AOA’s President, Jeffrey Faller, further emphasized: “Landlords in the County continue to suffer under the County’s ordinance with no relief or assistance of any kind offered to help those landlords who are clearly struggling financially. Despite the availability of State rental assistance funds, many landlords are finding that tenants merely do not qualify for relief, approvals and funding are slow to non-existent, and many tenants are not cooperative or have moved on. It’s a big problem and a major financial burden that has been placed on the backs of small owners.”
AAGLA’s Board of Directors President, Cheryl Turner, stated: “The County’s use of the Pandemic to wield unlimited power and singling-out rental property owners to subsidize the livelihoods of others, interfering with contractual relationships between landlords and their tenants, and stripping away all the tools and flexibility required to collect rent or workout repayments of rent are clear violations of law. None of us have sacrificed, nor risked our capital and livelihoods merely to provide private welfare – that is government’s job to do.”
AAGLA and AOA are represented by attorney Douglas J. Dennington of Rutan & Tucker LLP of Irvine. Mr. Dennington stated: “More recent U.S. Supreme Court rulings are highly favorable to our case whereby the Court granted injunctive relief for nearly identical self-certification provisions contained in New York state law prohibiting COVID-19-related evictions.”
On June 11, 2020, AAGLA filed a lawsuit against the City of Los Angeles on behalf of its members and the City’s housing providers asserting, among other things, a constitutional challenge to the City’s moratoriums on evictions and on rent increases.
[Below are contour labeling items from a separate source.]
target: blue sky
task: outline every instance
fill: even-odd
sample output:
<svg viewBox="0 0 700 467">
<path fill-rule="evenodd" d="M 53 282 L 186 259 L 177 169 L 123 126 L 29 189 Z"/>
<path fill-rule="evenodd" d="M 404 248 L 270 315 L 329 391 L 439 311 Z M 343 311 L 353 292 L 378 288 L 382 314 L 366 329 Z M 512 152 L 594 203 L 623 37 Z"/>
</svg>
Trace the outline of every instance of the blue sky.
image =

Following denial at the U.S. District Court and U.S. Ninth Circuit Court of Appeals, AAGLA filed a Petition for Certiorari at the U.S. Supreme Court. Recently AAGLA announced it had been notified that the Supreme Court ordered the City of Los Angeles to respond to its Petition for Certiorari by March 2022. Executive Director, Daniel Yukelson stated: “While this development is potentially very positive, we are being extremely careful to not read much into this since the Court could very well still deny the petition outright even after the City responds. However, this is at least a good sign as the U.S. Supreme Court does not request responses on most petitions.”
Update on Other Pending Litigation
During the past twelve months, the Apartment Association of Greater Los Angeles has made significant progress in its other litigation efforts.
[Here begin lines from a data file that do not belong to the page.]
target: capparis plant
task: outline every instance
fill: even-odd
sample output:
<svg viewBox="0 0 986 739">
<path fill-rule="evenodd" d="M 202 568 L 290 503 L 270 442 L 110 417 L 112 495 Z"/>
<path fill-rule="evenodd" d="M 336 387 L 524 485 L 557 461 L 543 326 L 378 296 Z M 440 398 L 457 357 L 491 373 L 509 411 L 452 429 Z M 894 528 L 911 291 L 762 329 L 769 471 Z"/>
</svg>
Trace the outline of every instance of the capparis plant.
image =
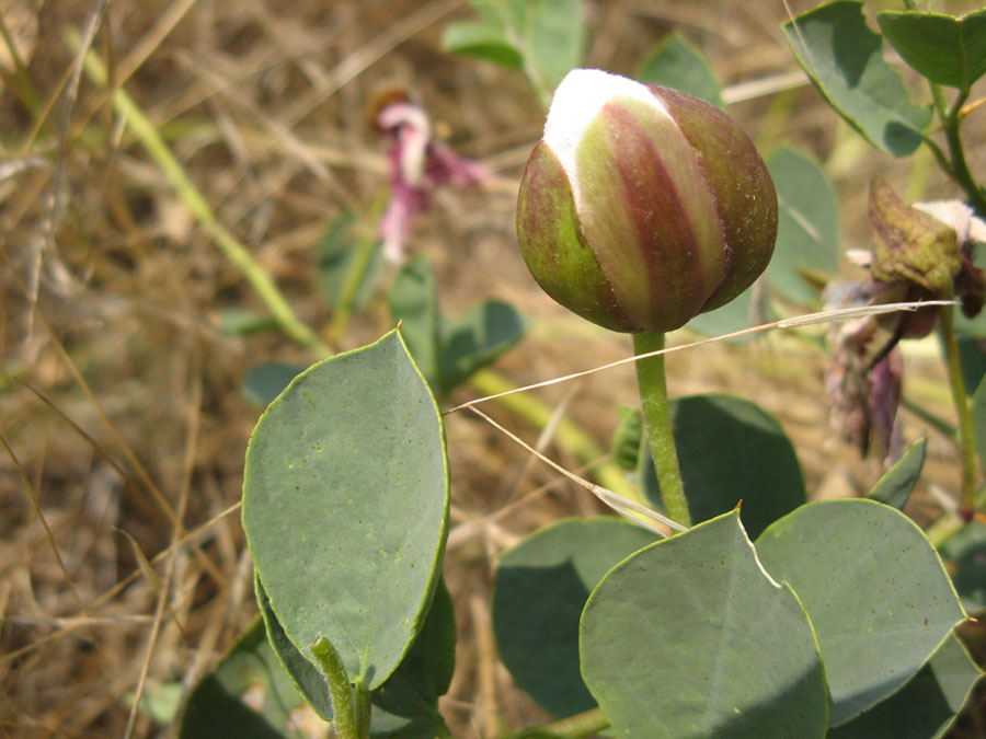
<svg viewBox="0 0 986 739">
<path fill-rule="evenodd" d="M 523 68 L 539 88 L 561 79 L 529 44 L 544 18 L 577 3 L 471 4 L 474 25 L 449 34 L 458 50 Z M 840 1 L 786 33 L 836 111 L 890 154 L 931 147 L 970 210 L 963 229 L 941 209 L 915 216 L 874 185 L 871 280 L 852 301 L 961 298 L 974 314 L 983 190 L 960 124 L 986 73 L 986 11 L 880 15 L 882 34 L 931 83 L 931 107 L 910 102 L 862 18 L 861 3 Z M 943 85 L 958 91 L 951 102 Z M 944 149 L 930 136 L 932 114 Z M 779 228 L 787 247 L 788 198 L 778 200 L 770 163 L 721 109 L 667 86 L 575 70 L 554 93 L 521 180 L 518 242 L 552 298 L 632 334 L 643 423 L 623 413 L 616 444 L 637 471 L 637 500 L 595 488 L 624 519 L 562 520 L 500 558 L 492 613 L 503 662 L 555 718 L 511 736 L 932 737 L 979 678 L 955 635 L 967 615 L 953 580 L 902 512 L 927 438 L 888 455 L 867 499 L 809 503 L 769 414 L 729 395 L 667 396 L 654 354 L 664 334 L 747 295 Z M 409 279 L 427 275 L 408 269 Z M 954 307 L 933 310 L 954 390 Z M 885 411 L 871 395 L 893 377 L 878 366 L 933 324 L 918 312 L 838 336 L 841 366 L 856 372 L 838 376 L 858 393 L 847 417 L 862 414 L 868 434 Z M 424 373 L 422 349 L 399 327 L 305 370 L 261 417 L 243 495 L 261 615 L 193 694 L 184 736 L 293 736 L 302 701 L 340 737 L 450 736 L 437 709 L 455 644 L 440 577 L 444 391 L 427 381 L 443 335 L 423 344 L 433 360 Z M 954 392 L 967 518 L 983 394 L 971 404 L 963 385 Z M 238 695 L 256 684 L 270 700 L 248 709 Z"/>
</svg>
- In a Federal lawsuit against the City of Los Angeles seeking to overturn the City’s moratoriums on evictions and rent increases, the Apartment Association of Greater Los Angeles awaits the City of Los Angeles’ response which has been compelled by the U.S. Supreme Court, and following the response, the Association is hopeful that this matter will be heard. When the Association succeeds by receiving a favorable ruling from the U.S. Supreme Court, it is the Association’s intention to seek compensatory damages against the City of Los Angeles and other jurisdictions that have imposed similar moratoriums.
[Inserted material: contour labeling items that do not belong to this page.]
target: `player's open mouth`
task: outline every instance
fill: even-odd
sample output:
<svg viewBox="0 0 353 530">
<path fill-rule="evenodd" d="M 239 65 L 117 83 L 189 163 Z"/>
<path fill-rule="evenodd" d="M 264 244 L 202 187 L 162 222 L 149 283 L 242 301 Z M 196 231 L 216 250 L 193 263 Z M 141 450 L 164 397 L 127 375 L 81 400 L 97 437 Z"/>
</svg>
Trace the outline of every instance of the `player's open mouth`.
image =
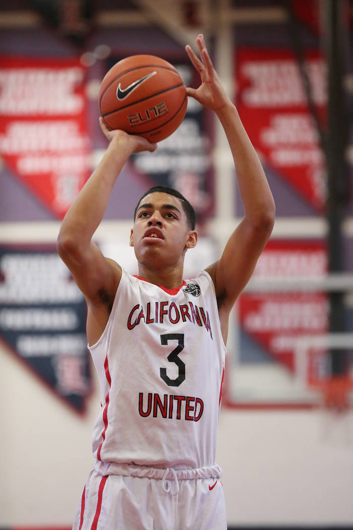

- The Association has filed three additional lawsuits which are all outstanding seeking to overturn the City of Los Angeles’ RecycLA trash hauling monopoly, and one each against the City of Los Angeles and City of Beverly Hills seeking to overturn rental registration requirements.
- Finally, the Association has also been a major contributor to its statewide association, the California Rental Housing Association’s (CalRHA) case against the State of California, which seeks compensatory damages for the imposition of the statewide eviction moratorium.